Find the well pipe diameter. Standard sizes are anywhere from 2 to 12 inches, with 4 to 6 inches being very common. This information should be on your home’s legal documents. You can also measure across the open top of the well.
Count all fixtures in your home that use water. This includes tubs, showers, washing machines, dishwashers, sinks and any other fixtures you might have. If the well will be supplying water to a location other than your home, or in addition to your home, take those fixtures into account. Add them up and count each one as 1 gallon per minute of water requirement.
Multiply the gallons per minute determined by the number of fixtures by 60. This is necessary because pumps are normally rated by gallons per hour, or GPH, rather than per minute. Multiplying by 60 converts GPM into GPH to help you choose the right pump.
Determine the head rating you will require. This is the distance from the pump itself, when it is in place underwater, to ground level. This is how far the pump will have to move the water vertically, and is an important consideration when sizing a pump. The deeper the pump will be, the more powerful the motor must be. The head number is given as a range, so you don’t need to know the exact depth of the pump, although you should have a good idea. You can use a weighted line dropped down into the well to measure depth.

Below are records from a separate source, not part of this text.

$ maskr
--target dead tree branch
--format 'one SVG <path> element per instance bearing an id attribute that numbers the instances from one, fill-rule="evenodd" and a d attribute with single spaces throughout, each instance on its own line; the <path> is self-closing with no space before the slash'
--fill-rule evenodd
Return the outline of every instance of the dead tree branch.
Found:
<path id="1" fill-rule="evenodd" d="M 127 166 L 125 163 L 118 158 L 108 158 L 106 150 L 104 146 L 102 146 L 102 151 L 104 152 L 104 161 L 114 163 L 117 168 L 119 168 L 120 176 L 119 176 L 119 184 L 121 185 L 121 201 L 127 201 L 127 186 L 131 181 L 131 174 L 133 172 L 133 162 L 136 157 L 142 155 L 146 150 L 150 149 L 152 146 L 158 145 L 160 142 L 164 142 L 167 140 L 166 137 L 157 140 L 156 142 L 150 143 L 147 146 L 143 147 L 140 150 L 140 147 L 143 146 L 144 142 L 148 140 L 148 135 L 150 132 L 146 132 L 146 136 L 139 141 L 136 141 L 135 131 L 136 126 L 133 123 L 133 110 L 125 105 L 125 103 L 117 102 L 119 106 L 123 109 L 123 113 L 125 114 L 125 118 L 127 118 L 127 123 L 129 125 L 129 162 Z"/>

Combine the three factors to select the right pump for your needs. P ump size is based on combination of the physical size, which is based on the diameter of the well, the GPH required, and the necessary head rating, or the vertical distance the pump must move the water.
Things You Will Need
- Measuring tape
- Weighted line
- A deep well pump is often best installed by someone with experience, as there are factors, such as potential sand in the well, that need to be taken into consideration.